Accused number 29: PC Pande, former commissioner of police, Ahmedabad
PC Pande, the former commissioner of police (CP), Ahmedabad, and later the DGP, Gujarat, who continues to enjoy special favour with the Modi dispensation, sent a confidential written communication to the then DGP, K. Chakravarti, on April 19, 2002. The letter implicates Bharat Barot, the then minister for food and civil supplies in the Gujarat government, as he directly instigated well-known gangsters of the Bajrang Dal and VHP to arson. Another such letter by the CP, written ten days later, was addressed to both DGP K. Chakravarti, and the then additional chief secretary (home), Ashok Narayan (accused numbers 25 and 28 respectively).
Both these letters were submitted to the Nanavati-Shah Commission in 2006 as appendices to the then ADGP, Mahapatra’s affidavit. Despite attempts by the commission to prevent copies of the letters from coming out, CJP managed to access the documents in 2006 itself and they were part of the Zakiya Jaffri petition in both the Gujarat high court and the Supreme Court.
On April 15, 2002, four days before Pande’s first letter to the DGP, a mob had gathered near the Amba Mata temple, near Kapadia High School outside Delhi Darwaja in Ahmedabad. This was at 9.30 a.m., in broad daylight. Bharat Barot, then a cabinet minister, drove up in a white private car, had a whispered confabulation with some members of the mob (named below) and drove off.
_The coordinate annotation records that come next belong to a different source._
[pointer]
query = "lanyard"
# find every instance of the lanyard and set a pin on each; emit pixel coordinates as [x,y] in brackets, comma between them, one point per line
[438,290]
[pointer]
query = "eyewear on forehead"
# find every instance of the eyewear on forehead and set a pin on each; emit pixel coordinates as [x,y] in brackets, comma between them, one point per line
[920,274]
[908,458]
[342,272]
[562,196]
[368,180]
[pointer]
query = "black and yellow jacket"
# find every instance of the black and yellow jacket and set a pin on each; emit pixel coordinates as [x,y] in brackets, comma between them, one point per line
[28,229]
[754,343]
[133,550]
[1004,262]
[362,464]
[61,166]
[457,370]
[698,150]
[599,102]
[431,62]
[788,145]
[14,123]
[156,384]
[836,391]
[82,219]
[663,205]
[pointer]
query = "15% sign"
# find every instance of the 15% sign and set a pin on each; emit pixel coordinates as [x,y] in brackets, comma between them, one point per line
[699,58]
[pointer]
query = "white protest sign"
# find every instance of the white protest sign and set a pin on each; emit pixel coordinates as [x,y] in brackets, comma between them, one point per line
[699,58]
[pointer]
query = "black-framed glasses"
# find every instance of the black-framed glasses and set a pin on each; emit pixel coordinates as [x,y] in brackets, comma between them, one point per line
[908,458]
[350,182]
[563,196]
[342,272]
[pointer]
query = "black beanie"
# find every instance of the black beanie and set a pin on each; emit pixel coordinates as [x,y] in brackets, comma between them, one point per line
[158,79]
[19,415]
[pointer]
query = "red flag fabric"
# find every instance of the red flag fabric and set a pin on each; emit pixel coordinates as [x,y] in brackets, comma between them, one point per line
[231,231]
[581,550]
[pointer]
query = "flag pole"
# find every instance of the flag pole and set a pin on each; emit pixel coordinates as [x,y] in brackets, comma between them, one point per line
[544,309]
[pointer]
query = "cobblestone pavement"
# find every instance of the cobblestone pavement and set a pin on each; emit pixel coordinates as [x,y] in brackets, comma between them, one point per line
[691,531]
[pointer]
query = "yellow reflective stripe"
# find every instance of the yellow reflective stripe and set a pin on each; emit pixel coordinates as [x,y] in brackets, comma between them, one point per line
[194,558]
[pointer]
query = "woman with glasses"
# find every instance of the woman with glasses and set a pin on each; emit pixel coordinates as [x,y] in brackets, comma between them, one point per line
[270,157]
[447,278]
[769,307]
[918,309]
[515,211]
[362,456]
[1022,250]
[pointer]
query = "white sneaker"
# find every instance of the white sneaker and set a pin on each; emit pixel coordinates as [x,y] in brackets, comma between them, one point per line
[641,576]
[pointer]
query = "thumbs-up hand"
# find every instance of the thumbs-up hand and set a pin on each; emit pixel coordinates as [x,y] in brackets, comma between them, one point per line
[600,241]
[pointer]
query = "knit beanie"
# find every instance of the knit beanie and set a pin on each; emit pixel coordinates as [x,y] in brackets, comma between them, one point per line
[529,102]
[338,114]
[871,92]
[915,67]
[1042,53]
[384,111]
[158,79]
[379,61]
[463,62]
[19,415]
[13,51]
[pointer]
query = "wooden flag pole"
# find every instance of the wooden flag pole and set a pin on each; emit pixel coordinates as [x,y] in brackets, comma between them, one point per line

As soon as he left, incidents of arson took place outside Delhi Darwaja and near Idgah Chowky.
The commissioner of police, Ahmedabad, while referring to this incident in the letter to his boss, the DGP, states that Harshad Panchal, Dipak Goradia and Dinesh Prajapati, all workers of the Bajrang Dal, were part of the mob. Pande, who was part of Narendra Modi’s major cover-up operation in 2002, also says that known leaders of the VHP and Bajrang Dal such as Raju Ravji Thakore, Kamlesh Babu Thakore, Bholiyo, Virambhai, Paresh Langdo and Mahendra Bachubhai were part of a mob that had launched attacks in the Madhavpura locality.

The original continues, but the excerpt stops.